On 12/31/2014 12:49 AM, li...@rhsoft.net wrote:
> 
> Am 31.12.2014 um 05:58 schrieb Thom Miller:
>> On 12/30/2014 09:35 PM, Jonathan Hermann wrote:
>>> Ok, then it's by design. So spamassassin/amavis will have to do.
> 
> don't get me wrong but re-consider setup a complex, public reachable
> mailserver without have *basic* understanding how email works at all
> 
> otherwise you would not wonder that gmail, hotmail and all the others
> don't need the auth credentials of each and every user to send him his
> mails from their users
> 
>>> Am 28.12.2014 um 21:50 schrieb Wietse Venema:
>>>> Jonathan Hermann:
>>>>> I can send mail from an external source (e.g. mail client on my
>>>>> notebook) to a local user (local on my mailserver) without
>>>>> authentication. I'm not sure, is this by design?
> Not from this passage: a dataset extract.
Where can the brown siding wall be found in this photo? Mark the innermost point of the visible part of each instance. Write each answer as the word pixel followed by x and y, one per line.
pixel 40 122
>>>> By default, *any* system can send mail to a local address. Postfix
>>>> normally requires client authentication only when a client wants
>>>> to send mail to a remote address.
>>>>
>> If you don't want to receive any mail from other mail servers to your
>> postfix, you could blacklist all ips with postscreen
>> http://www.postfix.org/postscreen.8.html and make your authenticated
>> connections to port 587 with Thunderbird or whatever clients you choose.
>>
>> Not certain if that's what you're looking for but I get the impression
>> you do not expect incoming mail to Postfix
> 
> uhm if you don't want to receive from outside then just don't open port
> 25 in the firewall or even remove the smtp line from master.cf so that
> postfix even don't listen on port 25 - but for no vali dreason start to
> configure postscreen
> 
> or just require auth in main.cf globally
> 
> smtpd_recipient_restrictions = permit_mynetworks
>  reject_non_fqdn_recipient
>  reject_non_fqdn_sender
>  reject_unlisted_sender
>  reject_authenticated_sender_login_mismatch
>  permit_sasl_authenticated
>  reject
> 

I think your solution is much easier, but since he's using Fetchmail
which I believe uses SMTP to talk to his mail server, he'll need to
leave the smtp line in master.cf. Blocking 25 at the firewall is fine.
Requiring auth on 25 would require Fetchmail to be configured to
authenticate to forward what it brings in, which I'm sure it can do.

Postscreen only came to mind as a first thought because I was actively
making changes to it right before I read the message. Blocking at the
firewall is probably the best choice.